The Louisiana
Film Entertainment Association has announced plans to commission
a study on the economic impact of the state’s motion picture investor tax
credit. Since its inception in 2002, the program has seen over $1 billion
dollars go out the door in lost collected tax revenues as a result, which comes
as a result either of exercising these credits or, as what occurs with the vast
majority of dollars involved because the awardees of them almost always are
from out-of-state and owe little Louisiana tax liability as a result of making
a movie, selling them to Louisianans with high state tax burdens (including state
elected officials).
Through
2012, the state had only gotten back about $120 million, in terms of
additional tax revenues recouped, of the $800 million that had been then paid
out, or just 15 cents on the dollar. That meant that each
direct job created by the program cost the state $36,000, which is hardly
cost effective. In other words, from the start the program has served as
nothing more as a conduit of the people’s money to a handful of individuals –
many of them nonresidents – to pay them to do what they want to do, not for
investing in what was most efficient for the maximal economic development of
Louisiana.
But these wealthy folks don’t
want their gravy train to end, and that’s part of the reason the LFEA exists,
to lobby to keep things rolling for them. And given that, unlike almost every
other tax exception that exists in the state, the law requires that on a
biannual basis a report is produced analyzing the cost effectiveness of the
program (which is why it’s known how wasteful it is) and the next edition of it
is due out in 2015, the industry is trying to get out ahead of that by coming
up with its own report to counter the expected dismal return that once again will
be found.
The past reports (which are not
catalogued in an organized fashion on the Internet but with patience may be
discovered; the latest is here)
are perfectly adequate methodologically, which is what worries the group because
these validly describe what a lousy deal for taxpayers the film credits are.
So, the group states that its goal with its own effort is widen the scope on
what counts as return on investment, even as it claims it wants a “good, honest
study, not skewed in our favor.” But there’s nothing wrong with the existing
efforts, so it’s clear that the group is trying exactly to skew the results in hoping
to show the credits are less cost ineffective than they really are through
changing the definition of return on investment.
And it’s a tossup about whether
this is more laughable or more a crass demonstration of chutzpah, but the group actually wants the larger public to fund
the effort. Incredibly, an organization that represents those who have been
paid, directly or otherwise, hundreds of millions of dollars representing
taxpayer money want to engage in crowd sourcing to pay for such a study. I
guess once you’re used to sticking hands into people’s pockets for a living, it’s
hard not to think they won’t pony it up on their own.
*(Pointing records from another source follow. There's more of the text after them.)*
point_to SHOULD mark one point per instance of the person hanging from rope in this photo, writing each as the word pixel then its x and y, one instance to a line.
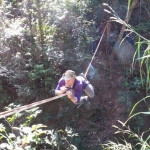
pixel 74 86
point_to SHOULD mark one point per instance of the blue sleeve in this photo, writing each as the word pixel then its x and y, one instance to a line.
pixel 78 92
pixel 60 84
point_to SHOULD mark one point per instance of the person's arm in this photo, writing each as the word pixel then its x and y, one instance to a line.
pixel 71 96
pixel 62 90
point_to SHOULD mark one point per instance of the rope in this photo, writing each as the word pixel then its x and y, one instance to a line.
pixel 95 52
pixel 22 108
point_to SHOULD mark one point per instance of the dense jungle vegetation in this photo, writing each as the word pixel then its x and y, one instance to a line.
pixel 41 39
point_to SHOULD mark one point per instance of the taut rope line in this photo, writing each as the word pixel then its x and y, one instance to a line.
pixel 95 52
pixel 22 108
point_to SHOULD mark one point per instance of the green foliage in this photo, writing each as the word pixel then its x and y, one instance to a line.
pixel 26 136
pixel 128 141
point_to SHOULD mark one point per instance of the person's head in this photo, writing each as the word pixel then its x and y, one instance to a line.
pixel 69 77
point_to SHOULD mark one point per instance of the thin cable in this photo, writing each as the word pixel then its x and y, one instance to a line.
pixel 22 108
pixel 95 53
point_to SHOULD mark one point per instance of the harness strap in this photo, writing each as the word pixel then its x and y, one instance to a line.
pixel 22 108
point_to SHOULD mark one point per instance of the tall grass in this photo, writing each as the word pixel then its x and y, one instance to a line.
pixel 128 140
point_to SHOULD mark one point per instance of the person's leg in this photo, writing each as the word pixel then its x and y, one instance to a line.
pixel 89 90
pixel 85 102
The reason these interests are
skittish is that the 2015 session is one where reductions or eliminations of
tax credits constitutionally may occur, and as the state continues to endure
tight budgetary times, seeing a net loss of $168 million or so as of the last
(2012) reported year, an amount that has continued to grow with each report,
may tempt policy-makers to stop the bleeding. While next year is an election
year, which usually gives legislators feet of clay in pursuing anything that
even smells like a tax increase of any kind, that the benefits of this are so
concentrated in the hands of a few and to just a few areas of the state while the
costs are spread widely actually may give state representatives and senators
the courage to buck the few but politically active in support of the many who
vote.
In the interim, let’s see what
kind of gymnastics get employed by the industry’s representatives to fool us
into thinking, despite the overwhelming evidence to the contrary, that allowing
them to live off of us benefits us more than them.